The hiring tells its own story. The 2023 round came with a leadership upgrade aimed squarely at turning discoveries into drugs: Tara Arvedson, formerly of Amgen, stepped up as Chief Scientific Officer, and Victor Cee - who helped deliver the KRAS inhibitor LUMAKRAS at Amgen - joined to lead drug discovery. You do not recruit that bench to run a science project.
Then came the validation that mattered most, because it came from outside pharma. In December 2025, agriculture giant Corteva formed a multi-million-dollar joint venture with Hexagon Bio to hunt for nature-inspired crop protection. It was Hexagon's first venture in agriculture and Corteva's first in pharma-style discovery - a sign the platform travels beyond the disease it was built for.
Reported financing amounts (USD millions). Series A extension figure is cumulative.
Caption: The bars climb, but the more interesting number is the one outside this chart - a JV partner from agriculture, betting the same software that hunts cancer payloads can defend a corn field.
The stated goal is unglamorous and enormous at once: develop treatments for diseases of unmet need, starting with small molecules pulled from microbial genomes. The first front is oncology, where novel ADC payloads could help overcome the resistance that blunts today's cancer drugs. Infectious disease has been part of the conversation from the early rounds.
Underneath sits a bigger idea. If nature's chemistry can be read directly from DNA, then genomes become a renewable engine for discovery - not a one-time lottery. The Corteva deal hints at where that leads. The same platform that proposes a cancer payload can, in principle, propose a fungicide. Medicine first, but not medicine only.
Return to the Menlo Park lab, and the Tuesday-morning scene from the start. The computer is still reading a genome. But the picture around it has shifted. What was once a lucky accident - the mold on the petri dish - is becoming a process you can fund, staff, and repeat.
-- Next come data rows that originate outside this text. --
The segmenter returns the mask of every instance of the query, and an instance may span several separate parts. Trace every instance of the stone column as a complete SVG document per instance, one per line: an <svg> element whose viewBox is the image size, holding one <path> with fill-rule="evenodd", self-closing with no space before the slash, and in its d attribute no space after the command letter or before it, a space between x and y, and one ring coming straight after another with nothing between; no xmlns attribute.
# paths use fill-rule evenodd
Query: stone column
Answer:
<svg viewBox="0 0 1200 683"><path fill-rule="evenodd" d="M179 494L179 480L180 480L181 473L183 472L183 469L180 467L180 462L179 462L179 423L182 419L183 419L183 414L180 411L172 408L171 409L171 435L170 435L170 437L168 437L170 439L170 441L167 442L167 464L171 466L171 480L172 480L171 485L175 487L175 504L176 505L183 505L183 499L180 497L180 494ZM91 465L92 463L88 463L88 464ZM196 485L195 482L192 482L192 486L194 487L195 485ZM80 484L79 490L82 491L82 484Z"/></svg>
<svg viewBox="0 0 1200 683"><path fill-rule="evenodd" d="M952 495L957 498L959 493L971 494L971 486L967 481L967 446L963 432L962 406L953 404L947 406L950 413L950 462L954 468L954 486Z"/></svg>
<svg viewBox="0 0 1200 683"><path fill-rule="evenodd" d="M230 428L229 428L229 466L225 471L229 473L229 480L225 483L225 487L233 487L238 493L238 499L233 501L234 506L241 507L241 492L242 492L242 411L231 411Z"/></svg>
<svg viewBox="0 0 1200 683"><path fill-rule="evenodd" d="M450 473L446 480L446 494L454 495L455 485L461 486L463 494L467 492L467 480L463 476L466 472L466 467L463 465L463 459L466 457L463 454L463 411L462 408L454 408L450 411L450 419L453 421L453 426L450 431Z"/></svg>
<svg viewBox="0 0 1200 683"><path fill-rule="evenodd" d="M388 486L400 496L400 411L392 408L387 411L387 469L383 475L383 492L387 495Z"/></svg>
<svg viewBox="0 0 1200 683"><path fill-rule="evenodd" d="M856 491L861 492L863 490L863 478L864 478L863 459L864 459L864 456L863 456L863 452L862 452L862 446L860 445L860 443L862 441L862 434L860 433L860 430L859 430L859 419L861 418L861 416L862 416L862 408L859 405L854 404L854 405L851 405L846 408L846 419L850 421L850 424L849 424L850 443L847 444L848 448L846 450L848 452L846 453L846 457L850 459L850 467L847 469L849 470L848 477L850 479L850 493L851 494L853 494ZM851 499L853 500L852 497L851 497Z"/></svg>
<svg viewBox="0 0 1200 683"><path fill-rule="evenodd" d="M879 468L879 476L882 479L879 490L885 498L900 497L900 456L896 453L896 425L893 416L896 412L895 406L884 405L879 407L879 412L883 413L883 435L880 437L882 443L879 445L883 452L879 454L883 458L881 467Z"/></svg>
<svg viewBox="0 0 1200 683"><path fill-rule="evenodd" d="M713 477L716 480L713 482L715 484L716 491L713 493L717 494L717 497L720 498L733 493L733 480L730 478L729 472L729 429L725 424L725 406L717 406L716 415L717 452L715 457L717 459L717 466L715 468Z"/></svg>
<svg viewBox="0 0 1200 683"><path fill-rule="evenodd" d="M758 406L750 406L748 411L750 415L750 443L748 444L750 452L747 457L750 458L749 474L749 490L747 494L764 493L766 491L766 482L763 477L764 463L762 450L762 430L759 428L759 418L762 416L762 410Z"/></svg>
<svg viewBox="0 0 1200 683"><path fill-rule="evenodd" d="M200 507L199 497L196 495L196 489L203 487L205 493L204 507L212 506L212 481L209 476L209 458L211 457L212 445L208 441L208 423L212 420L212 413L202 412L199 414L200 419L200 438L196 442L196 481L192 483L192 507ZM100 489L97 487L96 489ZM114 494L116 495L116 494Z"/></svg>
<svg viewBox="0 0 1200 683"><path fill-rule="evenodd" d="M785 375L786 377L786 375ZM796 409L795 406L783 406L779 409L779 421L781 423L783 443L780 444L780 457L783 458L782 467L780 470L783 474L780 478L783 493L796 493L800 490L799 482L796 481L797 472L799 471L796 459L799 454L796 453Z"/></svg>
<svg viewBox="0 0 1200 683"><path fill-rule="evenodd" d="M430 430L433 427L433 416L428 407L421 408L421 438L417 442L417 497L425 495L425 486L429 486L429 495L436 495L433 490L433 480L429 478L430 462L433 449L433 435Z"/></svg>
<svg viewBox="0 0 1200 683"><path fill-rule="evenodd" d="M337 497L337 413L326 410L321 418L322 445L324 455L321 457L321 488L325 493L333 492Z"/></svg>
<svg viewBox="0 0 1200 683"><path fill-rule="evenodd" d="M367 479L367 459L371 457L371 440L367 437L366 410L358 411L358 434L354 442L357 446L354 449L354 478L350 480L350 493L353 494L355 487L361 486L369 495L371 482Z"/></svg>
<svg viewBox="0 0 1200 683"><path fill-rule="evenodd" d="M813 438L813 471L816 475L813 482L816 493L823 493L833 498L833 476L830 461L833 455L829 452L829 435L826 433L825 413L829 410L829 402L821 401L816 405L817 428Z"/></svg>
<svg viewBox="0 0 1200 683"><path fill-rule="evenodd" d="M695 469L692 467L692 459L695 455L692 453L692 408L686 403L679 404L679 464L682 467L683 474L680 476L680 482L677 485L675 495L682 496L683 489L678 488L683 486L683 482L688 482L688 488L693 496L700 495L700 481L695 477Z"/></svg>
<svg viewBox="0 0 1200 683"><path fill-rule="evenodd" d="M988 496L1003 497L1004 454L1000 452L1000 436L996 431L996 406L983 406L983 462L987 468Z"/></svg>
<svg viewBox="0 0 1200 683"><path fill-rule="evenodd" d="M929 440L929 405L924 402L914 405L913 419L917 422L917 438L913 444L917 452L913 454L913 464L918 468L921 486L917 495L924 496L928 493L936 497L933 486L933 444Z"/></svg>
The skeptic's question is fair: can software really predict, in advance, which molecule will hit which target? Hexagon Bio is spending nine figures and a roster of veteran drug-makers to answer it.
If the bet pays off, the implications run past any single drug. A renewable, genome-fed pipeline of bioactive molecules would reshape how we find medicines - and, the Corteva deal suggests, how we protect crops too. If it does not, it will still have been one of the more elegant attempts to industrialize luck. Either way, the fungus on the bench is no longer waiting to be discovered by accident. Someone is finally reading it on purpose.